A
server in a network gathers
textual information, such as news items, E-mail and the like. From that information, the
server develops or identifies messages for use by individual subscribers. The same
server that accumulates the text messages or another server in the network converts the
textual information in each message to a sequence of speech synthesizer instructions. The converted messages, containing the sequences of speech synthesizer instructions, are transmitted to each identified subscriber's terminal device. A synthesizer in the terminal generates an audio waveform
signal, representing the speech information, in response to the instructions. In the preferred embodiment, the terminals utilize concatenative type speech synthesizers, each of which has an associated vocabulary of stored fundamental sound samples. The instructions identify the sound samples, in order. The instructions also provide parameters for controlling characteristics of the
signal generated during waveform synthesis for each sound sample in each sequence.

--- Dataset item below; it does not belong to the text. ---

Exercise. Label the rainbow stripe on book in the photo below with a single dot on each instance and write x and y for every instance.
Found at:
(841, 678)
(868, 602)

For example, the instructions may specify the
pitch, duration, amplitude,
attack envelope and decay envelope for each sample. The division of the
text to speech synthesis processing between the server and the terminals places the cost of the front end
processing in the server, which is a
shared resource. As a result, the hardware and
software of the terminal may be relatively simple and inexpensive. Also, it is possible to
upgrade the quality of the synthesis by upgrading the server
software, without modifying the terminals.